En raison d’une faible croissance mondiale, durement affectée par l’épidémie de Covid-19 et la guerre en Ukraine, les pays en développement seraient à l’aune d’une crise majeure de la dette. Selon la Banque mondiale, ils seraient plus de 60% qui pourraient être incapables de rembourser leurs échéances. 

Le risque grossit, d’une crise de la dette dans les pays en développement, a alerté mardi la Banque mondiale (BM), appelant les créditeurs à agir en faveur d’une restructuration pour les pays les plus fragiles, avant qu’il ne soit trop tard.

Face à la possibilité de récession mondiale et de croissance ralentie sur les prochaines années, les pays les plus pauvres, comme les pays émergents, pourraient se voir dans l’impossibilité de faire face à leurs échéances, assure l’institution financière.

Le Fonds Monétaire International l’avait souligné, la BM le confirme, plus de 60% des pays en développement sont sur le point de basculer, ou basculent déjà, dans une crise de la dette.

Et pour cause, durant la dernière décennie, l’endettement des pays en développement a plus que doublé, pour atteindre 9.000 milliards de dollars en 2021, et sans doute plus en 2022, selon le rapport annuel sur la dette internationale de la BM, publié mardi.

La dépréciation de la monnaie locale, face au dollar, est l’une des causes de l’aggravation du poids de la dette (AFP)

 

Les raisons sont multiples : dépréciation de leur monnaie face au dollar, alors que leur dette est souvent libellée en billets verts, hausse des taux et des prix de l’énergie, de l’alimentaire et des engrais, qui viennent assécher leurs réserves de devises.

" Pour les pays en développement, les perspectives sont sombres, tant à court qu’à moyen terme ", a déclaré le président de la Banque mondiale, David Malpass, lors d’une conférence de presse téléphonique. " L’accès à l’électricité, aux engrais, à l’alimentation et aux capitaux va rester limité pour une période prolongée ".

Des difficultés supplémentaires pour les pays les plus pauvres qui dépensent plus de 10% de leurs revenus annuels au remboursement de leur dette, un niveau au plus haut depuis le début des années 2000.

Au-delà, l’institution financière s’inquiète particulièrement du risque d’assèchement de leurs possibilités de refinancement, qui pourrait encore compliquer leur situation.

" La combinaison d’un niveau d’endettement très élevé et d’une hausse des taux d’intérêt entraînera une captation importante du capital mondial par les pays avancés et sur une période prolongée ", a ainsi insisté M. Malpass.

Capacité d’investissement réduit

La hausse des taux impose aux États, en particulier les plus vulnérables, de refinancer une dette, qui bénéficiait jusqu’ici de faibles taux d’intérêt, par de nouvelles émissions nettement plus coûteuses, réduisant d’autant leurs capacités d’investissement notamment.

Face à cette situation, la BM martèle son message : les créditeurs doivent agir au plus tôt pour aider les pays en développement à restructurer leur dette, dans l’intérêt de tous.

Mais, comme le reconnaît David Malpass, " la composition de la dette a radicalement évolué, ce qui rend ces restructurations, pourtant plus que nécessaires, plus difficiles ".

Jusqu’ici largement entre les mains des pays membres du Club de Paris (une vingtaine de pays dont le G7 et la Russie), cette dernière est désormais principalement entre les mains du secteur privé (61%).

Des groupes de gauche manifestent devant le Parlement argentin alors que les législateurs débattent d’un plan permettant au pays de rembourser une dette de 45 milliards de dollars au Fonds monétaire international (AFP).

 

Pour le reste, plusieurs États non membres du club de Paris, en premier lieu la Chine, l’Inde et des pays du Golfe, ont vu leur part augmenter.

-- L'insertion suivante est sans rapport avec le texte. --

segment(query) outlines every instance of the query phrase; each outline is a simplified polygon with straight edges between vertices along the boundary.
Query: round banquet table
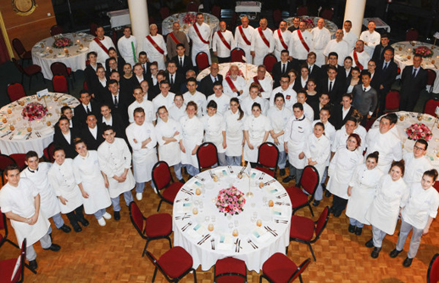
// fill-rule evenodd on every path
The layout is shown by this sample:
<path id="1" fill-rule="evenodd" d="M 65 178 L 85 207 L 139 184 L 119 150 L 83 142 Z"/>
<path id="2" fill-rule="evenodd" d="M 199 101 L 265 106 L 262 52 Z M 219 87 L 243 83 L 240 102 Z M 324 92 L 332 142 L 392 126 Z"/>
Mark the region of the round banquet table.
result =
<path id="1" fill-rule="evenodd" d="M 243 210 L 239 214 L 226 216 L 216 205 L 215 201 L 222 189 L 234 186 L 244 194 L 248 192 L 249 178 L 245 173 L 242 179 L 237 177 L 244 169 L 222 166 L 202 172 L 184 184 L 176 197 L 172 222 L 174 245 L 189 252 L 195 269 L 201 265 L 203 270 L 208 270 L 218 259 L 233 256 L 245 261 L 249 270 L 258 273 L 271 255 L 285 252 L 285 247 L 290 243 L 291 202 L 285 189 L 276 179 L 252 169 L 250 183 L 254 195 L 251 198 L 244 195 Z M 219 180 L 214 182 L 210 172 L 218 176 Z M 271 183 L 263 188 L 259 188 L 260 182 L 270 181 Z M 199 196 L 196 193 L 197 188 L 201 191 Z M 270 200 L 274 202 L 271 207 L 267 204 Z M 195 215 L 194 207 L 198 209 Z M 262 221 L 260 227 L 256 225 L 258 220 Z M 191 225 L 187 226 L 188 223 Z M 210 224 L 214 225 L 212 232 L 208 230 Z M 237 237 L 233 236 L 235 229 Z M 198 244 L 207 235 L 210 236 Z M 237 239 L 240 241 L 239 251 L 235 244 Z"/>
<path id="2" fill-rule="evenodd" d="M 195 12 L 188 12 L 187 13 L 179 13 L 169 16 L 162 22 L 162 35 L 165 37 L 168 34 L 172 32 L 172 25 L 175 22 L 178 22 L 180 24 L 180 31 L 186 34 L 186 36 L 189 32 L 189 28 L 192 24 L 185 23 L 183 22 L 183 19 L 186 14 L 193 15 L 194 18 L 197 13 Z M 220 20 L 218 18 L 207 13 L 203 13 L 204 15 L 204 22 L 210 26 L 212 31 L 212 34 L 218 30 L 218 25 L 220 24 Z"/>
<path id="3" fill-rule="evenodd" d="M 432 44 L 421 42 L 420 41 L 411 41 L 415 42 L 415 45 L 410 44 L 411 41 L 401 41 L 392 44 L 392 47 L 395 48 L 395 56 L 394 61 L 401 69 L 401 74 L 402 70 L 407 66 L 413 65 L 413 49 L 420 46 L 425 46 L 431 49 Z M 400 50 L 401 49 L 401 50 Z M 436 80 L 433 85 L 433 92 L 439 93 L 439 47 L 435 47 L 432 51 L 433 56 L 430 58 L 424 58 L 421 64 L 421 66 L 424 69 L 430 69 L 436 72 Z M 410 56 L 410 59 L 408 56 Z M 430 90 L 430 86 L 427 86 L 427 89 Z"/>
<path id="4" fill-rule="evenodd" d="M 55 37 L 67 38 L 72 40 L 73 45 L 67 47 L 68 53 L 65 52 L 64 48 L 53 47 Z M 47 38 L 37 42 L 32 47 L 32 61 L 34 64 L 41 67 L 44 79 L 47 80 L 52 80 L 53 76 L 50 71 L 50 65 L 55 62 L 64 63 L 66 66 L 71 68 L 73 72 L 84 70 L 85 69 L 88 45 L 94 38 L 93 36 L 83 33 L 65 34 Z M 82 44 L 82 48 L 80 44 Z M 51 50 L 52 51 L 51 53 L 50 53 Z"/>
<path id="5" fill-rule="evenodd" d="M 317 26 L 317 22 L 319 21 L 319 19 L 320 18 L 320 17 L 312 17 L 310 16 L 302 16 L 300 18 L 300 20 L 303 20 L 306 22 L 306 29 L 310 32 L 311 32 L 311 30 Z M 294 17 L 284 19 L 284 20 L 287 22 L 288 28 L 293 25 L 293 19 Z M 330 21 L 325 20 L 325 27 L 329 30 L 329 33 L 331 34 L 331 39 L 335 39 L 335 32 L 338 29 L 337 25 Z"/>
<path id="6" fill-rule="evenodd" d="M 45 102 L 42 97 L 38 101 L 36 95 L 26 96 L 0 109 L 0 150 L 2 154 L 8 155 L 33 150 L 38 154 L 38 157 L 41 157 L 44 149 L 53 141 L 54 126 L 59 119 L 61 107 L 68 105 L 73 109 L 79 104 L 77 99 L 64 93 L 49 92 L 45 97 Z M 20 100 L 25 102 L 23 106 L 20 105 Z M 30 122 L 23 118 L 21 113 L 23 108 L 30 102 L 38 102 L 43 106 L 47 103 L 47 110 L 52 116 L 46 115 L 41 119 Z M 11 114 L 8 114 L 8 109 L 10 110 Z M 3 122 L 4 118 L 7 120 L 6 123 Z M 50 121 L 48 126 L 48 121 Z M 31 132 L 27 130 L 30 123 Z M 15 128 L 12 131 L 11 124 Z"/>
<path id="7" fill-rule="evenodd" d="M 395 126 L 390 129 L 401 139 L 402 143 L 402 152 L 413 152 L 413 147 L 415 141 L 408 139 L 405 134 L 405 129 L 416 123 L 422 123 L 428 126 L 432 131 L 433 136 L 428 141 L 428 148 L 427 149 L 426 156 L 428 158 L 432 164 L 435 167 L 439 167 L 439 157 L 437 155 L 439 152 L 439 128 L 438 128 L 438 120 L 433 116 L 428 114 L 417 113 L 416 112 L 407 112 L 400 111 L 396 112 L 398 116 L 398 121 Z M 420 115 L 421 121 L 418 120 L 418 115 Z M 382 117 L 382 116 L 381 116 Z M 401 121 L 401 119 L 403 119 Z M 379 119 L 377 119 L 372 125 L 372 128 L 379 126 Z"/>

La Chine représente parfois à elle seule près de la moitié des emprunts réalisés auprès d’un autre État.

Et les clauses des accords de prêt entre les pays emprunteurs et ces nouveaux créanciers restent le plus souvent secrètes, rendant d’autant plus compliquée une mise à plat de la situation financière complète des États à l’heure de la restructuration.

Ce point concerne en particulier la Chine, dont les prêts peuvent venir tant de l’État que des certaines provinces ou entreprises publiques, compliquant l’accès à une vision d’ensemble pour les pays emprunteurs.

Les difficultés des pays en développement sont " en partie causées par l’énorme hausse du montant de la dette " à l’égard de la Chine, a insisté M. Malpass, " il est clairement dans l’intérêt de la Chine d’avancer " sur les questions de restructuration.